SMU Report: Permitting delays & new regs stifling offshore drilling


05 30, 2012 by Fuel Fix

The offshore drilling industry is still rebounding from a five-month moratorium and new regulations after the 2010 Gulf oil spill, with consumers paying the price at the pump, according to a new report being released today.

The findings buck the conventional wisdom about a recent resurgence in offshore drilling that has caused a spike in demand for workers and a run on rigs to drill new wells.

Drilling contractors, including Diamond Offshore Drilling Inc., Noble Corp., and Rowan Cos., say they are seeing strong demand for their rigs. Energy analysts predict 10 more will float into the Gulf this year. And the number of active offshore rigs in the United States was higher at the end of April 2012 than the average total in 2009, the year before the spill (the economic decline had driven down demand that year).

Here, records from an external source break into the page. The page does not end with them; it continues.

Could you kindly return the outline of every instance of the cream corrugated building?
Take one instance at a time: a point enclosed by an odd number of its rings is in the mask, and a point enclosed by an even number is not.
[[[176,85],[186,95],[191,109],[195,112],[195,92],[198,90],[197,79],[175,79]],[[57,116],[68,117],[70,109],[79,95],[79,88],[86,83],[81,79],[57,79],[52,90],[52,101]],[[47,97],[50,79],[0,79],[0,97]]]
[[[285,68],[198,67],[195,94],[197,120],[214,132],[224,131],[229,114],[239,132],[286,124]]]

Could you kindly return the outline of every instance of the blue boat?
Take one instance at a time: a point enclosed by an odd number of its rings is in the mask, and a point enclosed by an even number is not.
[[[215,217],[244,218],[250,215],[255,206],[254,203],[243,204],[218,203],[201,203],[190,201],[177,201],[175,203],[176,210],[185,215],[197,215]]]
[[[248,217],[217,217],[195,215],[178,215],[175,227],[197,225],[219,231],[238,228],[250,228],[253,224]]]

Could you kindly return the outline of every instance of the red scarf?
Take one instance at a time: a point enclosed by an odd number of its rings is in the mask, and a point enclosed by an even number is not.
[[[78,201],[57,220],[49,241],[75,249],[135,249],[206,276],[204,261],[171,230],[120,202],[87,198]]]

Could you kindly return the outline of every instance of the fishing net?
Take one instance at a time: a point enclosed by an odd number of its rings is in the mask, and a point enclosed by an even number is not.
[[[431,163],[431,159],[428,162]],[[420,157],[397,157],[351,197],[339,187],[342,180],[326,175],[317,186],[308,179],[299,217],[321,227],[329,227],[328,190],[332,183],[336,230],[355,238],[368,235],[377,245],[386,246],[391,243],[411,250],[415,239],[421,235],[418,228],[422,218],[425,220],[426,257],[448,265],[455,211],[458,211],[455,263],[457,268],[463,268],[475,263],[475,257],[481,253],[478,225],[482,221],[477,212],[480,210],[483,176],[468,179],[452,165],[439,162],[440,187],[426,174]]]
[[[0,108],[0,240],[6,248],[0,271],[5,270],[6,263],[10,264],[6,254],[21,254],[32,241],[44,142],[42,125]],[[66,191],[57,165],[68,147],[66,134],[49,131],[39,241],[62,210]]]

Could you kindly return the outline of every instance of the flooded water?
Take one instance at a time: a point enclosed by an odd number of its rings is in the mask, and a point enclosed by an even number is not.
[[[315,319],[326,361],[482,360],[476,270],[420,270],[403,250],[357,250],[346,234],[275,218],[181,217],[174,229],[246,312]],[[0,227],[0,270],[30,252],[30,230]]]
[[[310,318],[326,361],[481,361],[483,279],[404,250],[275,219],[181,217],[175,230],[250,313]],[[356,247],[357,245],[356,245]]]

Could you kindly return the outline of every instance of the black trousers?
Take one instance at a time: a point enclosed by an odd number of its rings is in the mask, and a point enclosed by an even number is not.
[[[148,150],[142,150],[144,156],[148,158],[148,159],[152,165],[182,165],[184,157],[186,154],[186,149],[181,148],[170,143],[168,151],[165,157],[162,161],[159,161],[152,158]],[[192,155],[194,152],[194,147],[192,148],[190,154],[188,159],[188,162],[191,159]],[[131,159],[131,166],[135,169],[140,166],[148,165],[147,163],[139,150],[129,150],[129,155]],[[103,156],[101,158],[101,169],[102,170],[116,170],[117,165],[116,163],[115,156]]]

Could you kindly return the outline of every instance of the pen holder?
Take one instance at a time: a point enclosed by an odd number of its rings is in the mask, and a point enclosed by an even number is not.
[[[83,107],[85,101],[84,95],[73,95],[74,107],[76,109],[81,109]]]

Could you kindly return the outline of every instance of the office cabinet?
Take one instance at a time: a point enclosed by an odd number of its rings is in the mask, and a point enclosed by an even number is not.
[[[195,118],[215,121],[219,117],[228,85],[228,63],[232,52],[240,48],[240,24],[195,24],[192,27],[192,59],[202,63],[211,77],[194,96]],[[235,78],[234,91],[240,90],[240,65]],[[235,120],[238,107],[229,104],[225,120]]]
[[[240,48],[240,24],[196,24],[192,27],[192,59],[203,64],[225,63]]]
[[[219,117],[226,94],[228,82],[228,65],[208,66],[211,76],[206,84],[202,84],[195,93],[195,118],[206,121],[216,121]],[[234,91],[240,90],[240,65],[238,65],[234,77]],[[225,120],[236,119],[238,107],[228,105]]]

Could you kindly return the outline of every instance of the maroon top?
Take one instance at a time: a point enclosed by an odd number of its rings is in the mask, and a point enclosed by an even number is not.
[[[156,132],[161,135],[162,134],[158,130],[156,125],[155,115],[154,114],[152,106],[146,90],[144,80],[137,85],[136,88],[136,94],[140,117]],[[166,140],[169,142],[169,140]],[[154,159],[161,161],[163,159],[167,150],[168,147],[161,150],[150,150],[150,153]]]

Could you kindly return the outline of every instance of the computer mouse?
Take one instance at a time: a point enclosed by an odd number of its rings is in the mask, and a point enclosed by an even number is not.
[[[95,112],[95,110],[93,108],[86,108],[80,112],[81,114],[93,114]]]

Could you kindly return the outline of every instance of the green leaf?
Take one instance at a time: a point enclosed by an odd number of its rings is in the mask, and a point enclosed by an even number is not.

But according to the new analysis, conducted by the Southern Methodist University Cox Maguire Energy Institute, high rig counts, the numbers of federal permits to drill new wells and other positive stats mask problems that could mean suppressed oil and gas production for years to come.

The study was commissioned by the Gulf Economic Survival Team, which has been lobbying for swifter permitting of offshore projects.

“If Gulf production is to reach levels that equal its true potential in the months, years, and decades to come, the regulatory sphere must deliver on its obligation to provide a predictable review and approval process,” said the report’s author, Bernard Weinstein. “If the U.S. is to generate the optimal level of energy production from this critical basin, the regulatory regime must provide an accommodating climate for investment in safe and environmentally sound operations rather than hinder the operators’ ability to bring these highly sophisticated, capital-intensive, multi-year projects to fruition.”

The report links higher oil prices with declines in Gulf production and evolving regulations governing drilling in the region. Weinstein argues that the combination of the post-spill moratorium on most deep-water drilling, along with the threat of changing and new regulations governing the activity has imposed a “regulatory risk premium” that is suppressing production and propping up oil prices.

“Absent uncertainty about the cost and time-frame of acquiring regulatory approval for deep water drilling in the Gulf of Mexico, oil and gasoline prices would be even lower,” Weinstein argues.

Weinstein notes that oil futures contracts did not drop in price after the deep-water drilling moratorium was lifted in October 2010, even though there was a decline when former President George W. Bush lifted an executive moratorium on drilling along most of the outer continental shelf.

According to Weinstein, the lack of change after the Obama administration’s move in 2010 was because of the prospect of new safety rules governing offshore drilling. “The market foresaw a drawn-out period of clarification and uneven implementation, with the potential to negatively impact Gulf of Mexico deep-water operations,” the report says.

The Obama administration has defended the moratorium as an essential pause while oil was still gushing out of BP’s failed Macondo well and afterward, when regulators and the industry were working on ways to boost the safety of offshore drilling with voluntary changes and new federal mandates.

“Our reforms are helping to ensure that the United States can safely and responsibly expand development of our domestic energy resources, and they are part of this administration’s commitment to an all-of-the-above strategy for American energy that includes increased oil and gas production nationwide,” said Adam Fetcher, an Interior Department spokesman. “In addition, offshore permitting is back to pre-Deepwater Horizon levels and average permitting times have dropped by half in the past 10 months alone -– while at the same time we have instituted historic reforms to make sure that development continues safely and responsibly.”

According to federal data, from April 20, 2011 to April 19, 2012, the government granted 67 permits for drilling new deep-water wells — three fewer than the same time frame before the blowout of BP’s Macondo well on April 20, 2010.

In the new report, Weinstein argues that the number of permits is less important than the time it takes to get them — and the work they cover. He notes that it can take months for submitted applications to drill to be officially deemed “submitted” and ready for regulators’ review.

Administration officials have pointed to a boom in the number of rigs drilling in the Gulf of Mexico as a sign that work has improved. And Weinstein himself notes that in recent months, “more rigs have been spotted in the Gulf than has been the case for the past few years.”

According to Baker Hughes, there were 48 rigs working offshore as of May 25, with all but one of them in the Gulf of Mexico.

The SMU report says even though rigs may be present in the Gulf, they are doing workovers and maintenance — not actively drilling new wells.